Mystic — Education reform is touching every grade level in the state — from preschool through high school — because, increasingly, getting a job means going to college first.

"It is estimated in Connecticut that by 2018, 67 percent of jobs will require college or some other form of post-secondary higher education," state Education Commissioner Stefan Pryor said. "It is not a severe exaggeration to say that college is the new high school."

Pryor, along with Dianna Roberge-Wentzell, chief academic officer for the state Department of Education, participated Friday in a panel discussion on education reform at the Quality Inn sponsored by the Chamber of Commerce of Eastern Connecticut.

Pryor and Roberge-Wentzell gave a brief presentation on the new Common Core State Standards and how they are changing curriculum for students in kindergarten through 12th grade.

Pryor said the goal of Common Core, which is being introduced in 45 states, including Connecticut, is to raise academic achievement and to make sure that students are ready for college and a career. But he also said that education reform is starting even earlier, with toddlers.
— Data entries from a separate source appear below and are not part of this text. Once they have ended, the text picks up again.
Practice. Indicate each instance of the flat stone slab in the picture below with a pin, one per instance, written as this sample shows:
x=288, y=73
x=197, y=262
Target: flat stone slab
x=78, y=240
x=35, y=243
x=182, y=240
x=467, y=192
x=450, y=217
A recent law put all early childhood education under a unified Office of Early Childhood.

The commissioner said preschool centers and other institutions that claim to teach preschool-aged children will be evaluated and rated, ensuring that children receive the best preparation prior to starting school.

"After all, early childhood education is education reform," Pryor said.

Under Common Core standards, teachers will be evaluated and given "meaningful feedback" aimed at helping performance for both educators and students, he said.

Pryor told the audience of chamber members that a new governance board for the technical schools has an emphasis on inviting the private sector to help improve relationships with business and industry.

Pryor said he is acutely aware that to make the new standards work will require time and support. This may mean extending the school day or year and creating Saturday academies, he added.

"We've got to do better by our young people by preparing them for college," he said. "Not just by entering college but by succeeding in college and completing it."

Pryor said a staggering 70 percent of students in community colleges require some remediation by the time they enroll because they hadn't acquired the skills needed to be successful.

Roberge-Wentzell said the new standards are intended to help connect classroom learning with real-world experiences and help prepare students for the global economy. She said the new education standards are based on proven techniques used in other countries, including Germany and Singapore, where children excel in subjects such as math.

The new math curriculum shifts from a broad array of topics to a more concentrated and in-depth approach that focuses on three or four key topics that are studied throughout the school year before students move on.

"This creates students who have a deep number sense and helps them understand how they arrive at answers," said Roberge-Wentzell. "We like to see more discussion than individual work."

In English Language Arts, the biggest change is the infusion of nonfiction into the curriculum. At the elementary level, where students read almost all fiction, the goal is to read 50 percent nonfiction. At the high school level, the nonfiction percentage is expected to be 70 percent.

Pryor said some school districts are voluntarily giving students a new computerized test developed by the Smarter Balanced Assessment Consortium that will assess how students are doing under the new Common Core standards.

The new test will replace the longstanding Connecticut Mastery and Connecticut Academic Performance tests. By next year, every district will have to use the Smarter Balanced assessment.